Iron(III) porphyrin anchored onto organosilylated multiwalled carbon nanotubes as an active catalyst for epoxidation reactions under mild conditions

The immobilization of an efficient iron(III) porphyrin catalyst onto multiwalled carbon nanotubes (MWCNT) is reported through a quaternization reaction between the dimethylamine-tetrafluorophenyl groups of the metalloporphyrin and the bromoalkyl moieties attached on the nanotubes surface. Prefunctionalization of MWCNT considered its direct reaction with 4-hydroxyaniline to introduce hydroxyphenyl groups on the nanotube sidewalls, followed by silylation with a bromoalkylorganosilane. The preparation of the catalysts was performed in conventional and microwave heating, and the obtained materials were characterized by XPS, TGA, FTIR, and XRD. Although the two procedures led to similar functionalization degree, the microwave-assisted synthesis allowed the anchoring reaction to be performed in 1 h, reducing significantly the reaction time relatively to conventional heating.
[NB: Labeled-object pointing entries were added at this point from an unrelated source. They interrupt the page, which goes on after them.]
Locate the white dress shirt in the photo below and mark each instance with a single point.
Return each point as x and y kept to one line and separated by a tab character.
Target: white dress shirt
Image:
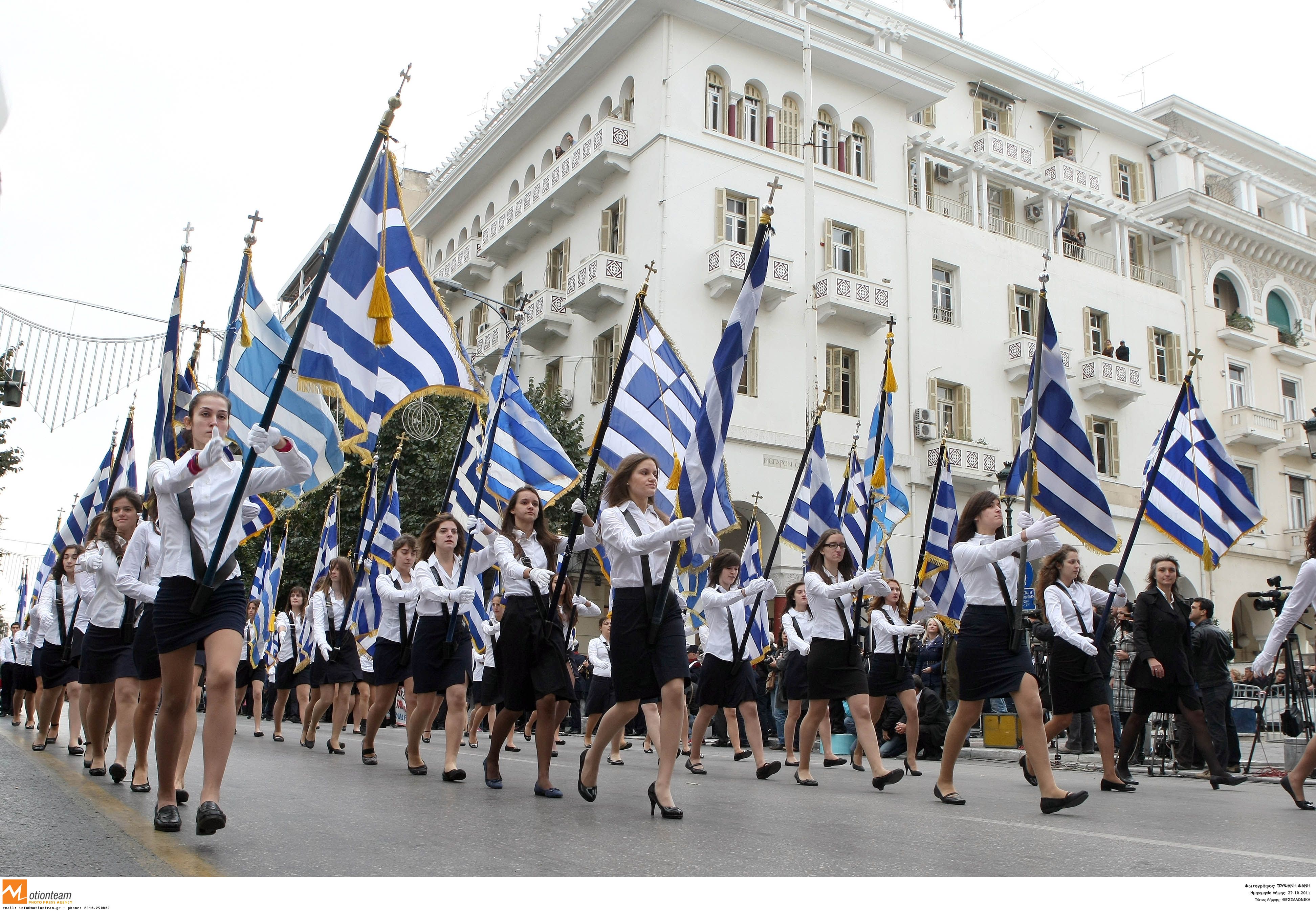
600	659
212	489
974	564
For both materials, the catalyst loading was 76 mu mol g(-1) based on the iron content obtained by XPS. The materials were tested as recyclable catalysts in the epoxidation of cis-cyclooctene by hydrogen peroxide as a green oxidant at room temperature, and in ethanol as a cheap and environmental compatible solvent with no need of other additives. A 95 % conversion and 100 % selectivity towards the epoxide were obtained after 5 h of reaction time, and the reutilization of the catalysts, upon three cycles, was more efficient when the rate of H2O2 addition was 0.5 molar equivalents h(-1).